Bradycardia occurs occasionally during angioplasty, and consideration may be given to administering glycopyrrolate (0.4 mg) before performing CAS. Atropine and vasopressors (e.g., dopamine and phenylephrine [Neo-Synephrine]) should be readily available should significant bradycardia and hypotension develop. Continuous intraprocedural monitoring of heart rate, blood pressure, and neurological status is essential. Therefore, we routinely transduce the arterial sheath in the femoral artery to maintain continuous arterial pressure monitoring.

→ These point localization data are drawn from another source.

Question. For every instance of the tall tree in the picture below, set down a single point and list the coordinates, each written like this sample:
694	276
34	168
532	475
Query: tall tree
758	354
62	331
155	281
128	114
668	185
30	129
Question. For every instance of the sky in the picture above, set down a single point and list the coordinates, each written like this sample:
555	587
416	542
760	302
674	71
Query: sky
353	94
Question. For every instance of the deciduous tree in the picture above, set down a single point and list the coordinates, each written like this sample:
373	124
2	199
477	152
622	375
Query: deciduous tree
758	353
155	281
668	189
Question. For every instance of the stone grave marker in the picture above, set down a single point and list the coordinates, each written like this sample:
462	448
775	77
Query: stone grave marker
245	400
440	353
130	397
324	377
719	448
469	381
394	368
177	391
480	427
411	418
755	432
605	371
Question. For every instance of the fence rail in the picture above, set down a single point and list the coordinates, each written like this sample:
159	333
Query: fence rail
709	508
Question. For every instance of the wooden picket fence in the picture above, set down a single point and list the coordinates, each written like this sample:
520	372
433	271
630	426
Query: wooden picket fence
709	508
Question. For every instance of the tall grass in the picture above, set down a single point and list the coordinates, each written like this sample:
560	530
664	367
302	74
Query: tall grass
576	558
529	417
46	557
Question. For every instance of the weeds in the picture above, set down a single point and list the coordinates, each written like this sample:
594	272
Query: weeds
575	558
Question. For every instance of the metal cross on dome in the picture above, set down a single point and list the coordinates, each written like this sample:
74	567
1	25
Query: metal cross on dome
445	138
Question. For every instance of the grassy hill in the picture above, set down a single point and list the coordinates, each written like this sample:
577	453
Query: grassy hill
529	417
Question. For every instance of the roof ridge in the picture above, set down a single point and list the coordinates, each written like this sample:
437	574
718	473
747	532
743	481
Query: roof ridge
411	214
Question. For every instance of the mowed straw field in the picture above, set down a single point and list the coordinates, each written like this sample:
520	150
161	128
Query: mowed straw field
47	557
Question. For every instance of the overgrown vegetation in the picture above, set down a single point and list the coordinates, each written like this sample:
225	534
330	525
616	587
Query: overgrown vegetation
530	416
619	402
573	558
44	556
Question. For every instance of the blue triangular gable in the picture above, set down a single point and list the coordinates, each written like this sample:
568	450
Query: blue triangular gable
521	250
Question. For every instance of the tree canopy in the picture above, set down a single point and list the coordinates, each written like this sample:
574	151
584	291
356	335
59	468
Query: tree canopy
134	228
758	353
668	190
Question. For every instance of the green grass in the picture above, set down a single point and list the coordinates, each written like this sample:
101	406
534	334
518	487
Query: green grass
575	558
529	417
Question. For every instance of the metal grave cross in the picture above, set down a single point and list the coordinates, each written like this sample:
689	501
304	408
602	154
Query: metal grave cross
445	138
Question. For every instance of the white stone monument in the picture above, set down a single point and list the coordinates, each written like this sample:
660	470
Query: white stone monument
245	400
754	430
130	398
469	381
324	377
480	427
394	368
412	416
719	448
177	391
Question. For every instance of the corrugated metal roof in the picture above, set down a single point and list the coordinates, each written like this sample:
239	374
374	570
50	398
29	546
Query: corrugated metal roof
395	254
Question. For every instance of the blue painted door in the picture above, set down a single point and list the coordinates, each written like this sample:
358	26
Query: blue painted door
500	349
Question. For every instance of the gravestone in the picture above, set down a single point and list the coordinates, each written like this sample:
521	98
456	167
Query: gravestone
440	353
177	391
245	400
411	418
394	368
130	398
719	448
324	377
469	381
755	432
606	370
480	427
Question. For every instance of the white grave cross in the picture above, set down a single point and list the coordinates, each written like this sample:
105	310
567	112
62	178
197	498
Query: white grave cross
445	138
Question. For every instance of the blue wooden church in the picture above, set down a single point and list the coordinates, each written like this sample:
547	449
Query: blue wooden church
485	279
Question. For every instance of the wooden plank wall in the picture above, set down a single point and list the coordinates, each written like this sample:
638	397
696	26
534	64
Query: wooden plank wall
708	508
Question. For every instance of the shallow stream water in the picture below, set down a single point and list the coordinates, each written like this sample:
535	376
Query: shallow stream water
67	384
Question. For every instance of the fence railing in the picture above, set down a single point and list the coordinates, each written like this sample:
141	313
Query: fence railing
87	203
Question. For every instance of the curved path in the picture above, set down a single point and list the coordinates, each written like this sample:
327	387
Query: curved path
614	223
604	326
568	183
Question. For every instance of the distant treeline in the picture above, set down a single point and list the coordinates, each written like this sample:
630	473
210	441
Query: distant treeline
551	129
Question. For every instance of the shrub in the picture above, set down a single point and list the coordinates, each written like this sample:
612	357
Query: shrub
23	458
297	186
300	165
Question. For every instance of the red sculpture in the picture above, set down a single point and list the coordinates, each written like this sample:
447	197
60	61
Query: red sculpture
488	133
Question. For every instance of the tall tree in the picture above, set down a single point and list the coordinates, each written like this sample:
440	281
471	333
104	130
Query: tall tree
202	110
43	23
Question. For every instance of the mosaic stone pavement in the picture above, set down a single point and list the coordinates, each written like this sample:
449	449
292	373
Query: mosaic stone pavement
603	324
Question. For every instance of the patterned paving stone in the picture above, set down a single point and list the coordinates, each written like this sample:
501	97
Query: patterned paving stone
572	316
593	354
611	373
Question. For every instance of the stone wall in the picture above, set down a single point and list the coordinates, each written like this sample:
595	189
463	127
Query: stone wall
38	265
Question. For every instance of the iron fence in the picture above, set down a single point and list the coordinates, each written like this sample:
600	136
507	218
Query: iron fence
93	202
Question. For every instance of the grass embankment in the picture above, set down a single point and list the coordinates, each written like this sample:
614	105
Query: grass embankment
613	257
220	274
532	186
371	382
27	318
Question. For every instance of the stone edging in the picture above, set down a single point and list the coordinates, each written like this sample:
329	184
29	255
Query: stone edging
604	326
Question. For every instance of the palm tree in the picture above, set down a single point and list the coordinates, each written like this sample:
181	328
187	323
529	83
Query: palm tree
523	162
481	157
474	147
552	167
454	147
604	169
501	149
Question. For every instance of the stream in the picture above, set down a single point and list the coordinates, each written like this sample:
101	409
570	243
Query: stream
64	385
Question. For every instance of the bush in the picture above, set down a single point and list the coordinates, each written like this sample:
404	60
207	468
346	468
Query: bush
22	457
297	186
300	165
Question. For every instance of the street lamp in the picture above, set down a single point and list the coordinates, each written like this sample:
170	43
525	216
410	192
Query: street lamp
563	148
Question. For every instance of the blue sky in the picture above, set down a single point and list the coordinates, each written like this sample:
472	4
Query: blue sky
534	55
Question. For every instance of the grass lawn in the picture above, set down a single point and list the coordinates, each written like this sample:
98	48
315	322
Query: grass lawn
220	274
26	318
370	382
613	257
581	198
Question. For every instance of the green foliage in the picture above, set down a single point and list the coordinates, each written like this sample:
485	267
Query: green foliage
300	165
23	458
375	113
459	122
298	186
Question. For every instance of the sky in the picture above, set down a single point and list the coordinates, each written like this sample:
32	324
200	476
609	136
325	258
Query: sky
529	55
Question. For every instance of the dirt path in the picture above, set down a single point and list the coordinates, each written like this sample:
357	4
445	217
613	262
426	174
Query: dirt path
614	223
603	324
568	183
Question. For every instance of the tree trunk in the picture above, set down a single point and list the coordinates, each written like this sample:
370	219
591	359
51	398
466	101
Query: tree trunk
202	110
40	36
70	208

After completion of the diagnostic angiogram and positioning of the catheter in the common carotid artery, road mapping of the cervical carotid artery is performed. An exchange-length 0.035-inch wire is positioned in the external carotid artery. The diagnostic catheter is exchanged over the wire for a 90-cm, 6 to 10 French sheath, which is then advanced into the common carotid artery below the bifurcation. For patients who have undergone complete diagnostic cerebral angiography before the stenting procedure, a combination of a 6 French, 90-cm shuttle over a 6.5 French Head-Hunter 125-cm slip catheter (Cook, Bloomington, IN) or a 5 French 125-cm Vitek catheter (Cook) can be used. In these cases, the shuttle is introduced primarily into the femoral artery over a 0.35-inch wire and parked in the descending aorta. The inner obturator and wire are removed. The 125-cm catheter is then advanced into the shuttle, and the target vessel is catheterized. The shuttle is brought over the wire and the catheter in the common carotid artery. The size of the shuttle is usually dictated by the profile of the embolic protection device and compatibility with the stent system. An optimal angiographic view that maximizes the opening of the bifurcation and facilitates crossing the stenosis should be sought. The lesion is crossed with the protection device. Predilation of the stenotic vessel segment is performed at the operator’s discretion. We avoid predilation whenever possible. If the lesion does require predilation, we prefer to undersize the balloon to simply facilitate crossing of the stent, usually with a 2- to 3-mm-diameter balloon. A 3- to 4-mm coaxial angioplasty balloon is advanced to the lesion over the 0.014-inch wire holding the protection device. On rare occasion, predilation needs to be performed before the introduction of an embolic protection device.

The diameter of the stent should be sized to the caliber of the largest segment of the carotid artery to be covered (generally 1 to 2 mm greater than the normal caliber of the common carotid artery). Oversizing of the stent in the internal carotid artery does not usually result in adverse events, but a tapered stent can better conform to the vessel wall. Particular attention should be paid to selection of a stent that is long enough to cover the entire lesion.